Encouraging safe practices around content/innerHTML

jlai commented 3 months ago

Subject of the issue

Hi, I recently started using the library and it's really nice.

However, I noticed most of the examples use a content string to put HTML in the grid nodes. This is OK for static content, but from a security perspective it opens up some potential for accidental XSS.

Modern frameworks are pretty good at preventing inexperienced developers from accidentally allowing XSS bugs by not allowing or by strongly discouraging use of innerHTML, for example React's dangerouslySetInnerHTML, but this security measure is bypassed by using content with this library.

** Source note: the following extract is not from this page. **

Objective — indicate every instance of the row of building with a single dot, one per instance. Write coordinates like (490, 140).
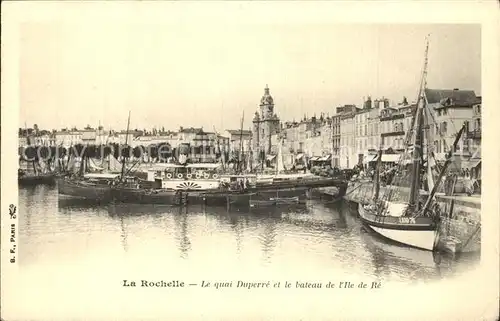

Many of these issues can be avoided by passing el when creating the component, although there's still a few loopholes and it doesn't solve the problem of inexperienced developers using content inappropriately.

Scenario 1: String interpolation

A novice developer might try to do this:

grid.addWidget(`<b>${name}</b>`);

which would very easily open up an XSS attack if name came from somewhere untrusted. Example: https://jsfiddle.net/7094edhx/

Scenario 2: Load/save

The docs encourage using load()/save() to serialize a grid into an object, which can be serialized into a JSON string. The default save option serializes the HTML into content.

This is fine if the user is storing the JSON in localStorage, but opens up a lot of avenues for stored XSS attacks when stored elsewhere. For example, if someone built a dashboard editor that saved a grid to a server to share with other users without sanitizing it on save or load, this could allow users to inject Javascript that would be displayed to other users. Even the serialization demo shows an example of saving onclick handlers intact (although only locally).

A developer might wisely decide that saving user-created HTML is not a good idea, and do something like this:

async saveGrid() {
  const serialized = grid.save(false); // don't save HTML
  await upload(JSON.stringify(serialized));
}

async loadGrid() {
  const layout= JSON.parse(await getLayoutFromServer());
  grid.load(JSON.parse(serialized));

  document.querySelectorAll('.grid-stack-item').forEach((el) => {
    const id = el.getAttribute("gs-id");
    // do stuff to populate el based on id
  });
}

but get caught by the fact that load could inject HTML if they don't sanitize or validate the layout object. A malicious user could manually (e.g. by making direct calls to the server using curl instead of using the web page) upload a layout that includes content.

This can also affect widgets created with addWidget(el, opts) if update(el, opts) is called on it later with an untrusted opts object, although this is less likely than the load() scenario.

Solutions

Document the issue

The simplest change would be to add a section to the documentation educating users on potential XSS issues and how to avoid them. This puts the onus on developers to read it and stick to best practices, but doesn't protect against accidents.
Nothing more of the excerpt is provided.